La recherche en génétique sur la structure des génomes par Benzer. Celui-ci a déterminé la structure fine des gènes grâce à l'étude de recombinaisons entre mutants de bactériophage T4. Les bactériophages présentent deux avantages énormes : la fréquence de recombinaison est élevée, la descendance est quasi illimitée ce qui permettra d'avoir accès à des événements très rares.
L'étude des phages a des implications importantes en médecine et en génétique, en particulier pour la compréhension des infections virales, des anomalies génétiques, de l'embryologie humaine, des causes du cancer et de la résistance des bactéries aux antibiotiques.

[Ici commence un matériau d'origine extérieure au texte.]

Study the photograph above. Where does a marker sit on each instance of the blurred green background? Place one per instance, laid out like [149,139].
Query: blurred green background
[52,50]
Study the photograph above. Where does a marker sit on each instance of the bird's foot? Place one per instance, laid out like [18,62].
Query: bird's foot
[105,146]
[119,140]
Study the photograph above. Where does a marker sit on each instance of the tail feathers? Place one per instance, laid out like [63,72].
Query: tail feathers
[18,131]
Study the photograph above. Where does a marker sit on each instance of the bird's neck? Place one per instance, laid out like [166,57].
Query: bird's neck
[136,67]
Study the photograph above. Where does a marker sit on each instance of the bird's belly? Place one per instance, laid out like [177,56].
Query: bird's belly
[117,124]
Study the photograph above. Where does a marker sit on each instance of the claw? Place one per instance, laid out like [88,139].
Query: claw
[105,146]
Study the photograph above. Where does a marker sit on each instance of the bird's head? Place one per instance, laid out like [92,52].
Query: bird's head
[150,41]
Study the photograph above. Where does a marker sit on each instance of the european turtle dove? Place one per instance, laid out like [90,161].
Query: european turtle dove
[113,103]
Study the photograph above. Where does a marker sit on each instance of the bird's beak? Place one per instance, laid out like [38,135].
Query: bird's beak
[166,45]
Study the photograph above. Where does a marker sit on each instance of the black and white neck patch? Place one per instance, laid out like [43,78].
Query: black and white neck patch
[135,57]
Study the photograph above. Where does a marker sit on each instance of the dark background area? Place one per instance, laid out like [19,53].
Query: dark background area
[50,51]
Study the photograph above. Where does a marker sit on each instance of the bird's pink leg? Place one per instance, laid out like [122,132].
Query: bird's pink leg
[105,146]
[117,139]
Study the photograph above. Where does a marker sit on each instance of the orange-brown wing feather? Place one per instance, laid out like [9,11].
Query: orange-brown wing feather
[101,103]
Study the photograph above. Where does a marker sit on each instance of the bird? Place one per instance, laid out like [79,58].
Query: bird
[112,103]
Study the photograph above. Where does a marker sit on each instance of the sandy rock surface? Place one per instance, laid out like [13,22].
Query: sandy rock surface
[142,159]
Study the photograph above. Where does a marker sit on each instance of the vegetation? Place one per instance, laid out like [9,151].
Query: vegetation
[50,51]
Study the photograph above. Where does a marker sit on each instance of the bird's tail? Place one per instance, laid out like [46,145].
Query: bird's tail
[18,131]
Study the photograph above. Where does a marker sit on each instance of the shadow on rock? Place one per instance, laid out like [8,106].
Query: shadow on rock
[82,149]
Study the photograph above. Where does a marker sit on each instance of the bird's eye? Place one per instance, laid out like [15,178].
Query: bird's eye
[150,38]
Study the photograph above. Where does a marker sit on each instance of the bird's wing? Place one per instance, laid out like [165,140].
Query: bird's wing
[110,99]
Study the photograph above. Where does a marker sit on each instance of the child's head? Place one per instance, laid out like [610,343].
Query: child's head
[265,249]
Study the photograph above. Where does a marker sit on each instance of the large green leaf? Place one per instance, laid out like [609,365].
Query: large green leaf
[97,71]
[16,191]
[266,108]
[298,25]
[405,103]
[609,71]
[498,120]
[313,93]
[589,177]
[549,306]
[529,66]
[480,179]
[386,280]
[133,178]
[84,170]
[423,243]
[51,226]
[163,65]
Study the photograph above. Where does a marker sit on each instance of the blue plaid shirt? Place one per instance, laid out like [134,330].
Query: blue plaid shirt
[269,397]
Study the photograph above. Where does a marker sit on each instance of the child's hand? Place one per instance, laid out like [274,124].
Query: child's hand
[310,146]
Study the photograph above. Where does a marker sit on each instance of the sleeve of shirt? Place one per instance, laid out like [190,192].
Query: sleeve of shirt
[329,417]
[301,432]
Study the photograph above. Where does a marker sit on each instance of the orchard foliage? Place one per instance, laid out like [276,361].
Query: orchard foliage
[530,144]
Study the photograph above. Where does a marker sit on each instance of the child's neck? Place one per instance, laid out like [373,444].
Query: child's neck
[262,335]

Les phages sont utilisés de multiples manières dans la biologie moléculaire. Ils sont utilisés comme vecteurs de clonage pour insérer de l'ADN dans les bactéries. La méthode du phage display est une méthode qui permet la sélection d'un peptide grâce à sa présentation sur la surface de phages. Le phage display constitue une catégorie de phage permettant la construction de banques d'ADN ou d'ADN complémentaire. Les 2 principaux phages utilisés dans cette technique sont les phages M13 (phage filamenteux) et lambda qui infectent tous les 2 E.Coli. Prenons l'exemple du phage M13 qui est un phage filamenteux capable d'infecter uniquement les bactéries gram (-) ayant incorporé le facteur F et dont l'infection conduit à la lysogénie. Sa capside contient, entre autres, les protéines P8 et P3 nécessaire pour la liaison du bactériophage à la bactérie via les pilis sexuels. Ces 2 protéines vont être utilisé pour présenter à la surface des phages des molécules d'intérêt (peptide, fragment d'anticorps ou protéine entière): On va faire fusionner notre molécule d'intérêt avec les protéines P7 et P3, pour cela il faut insérer le gène codant la molécule d'intérêt à proximité de l'extrémité 5' des gènes P3 et P7 en respectant le cadre de lecture. On utilise l'une ou l'autre des protéines selon le type de molécule et la quantité de molécules qu'on veut exposer à la surface du phage. On distingue les phages polyvalent/homogène, où toutes les protéines P3 et P7 sont fusionnées, des phages monovalents/hétérogène ou seulement une partie des protéines le sont. Intérêt de la technique: elle permet d'obtenir des banques d'ADN qu'on peut facilement conserver et les clones sélectionnés sont multipliés à faible coût. Cette technique va permettre de produire des anticorps sans devoir passer par l'immunisation d'un animal. Limite de la technique: certaines molécules ne peuvent pas être exprimées comme par exemple les molécules toxiques pour la cellule hôte. Il y a donc une capacité limiter à transformer E.Coli.
Utilisation dans le séquençage de génomes entiers
Le séquençage d'un génome ne se fait pas d'un seul coup, mais petit à petit sur des fragments de génomes. Pour cela ces fragments d'ADN doivent être stockés et multipliés dans des organismes servant de banque d'ADN. Les phages en tant que vecteurs de clonage le permettent.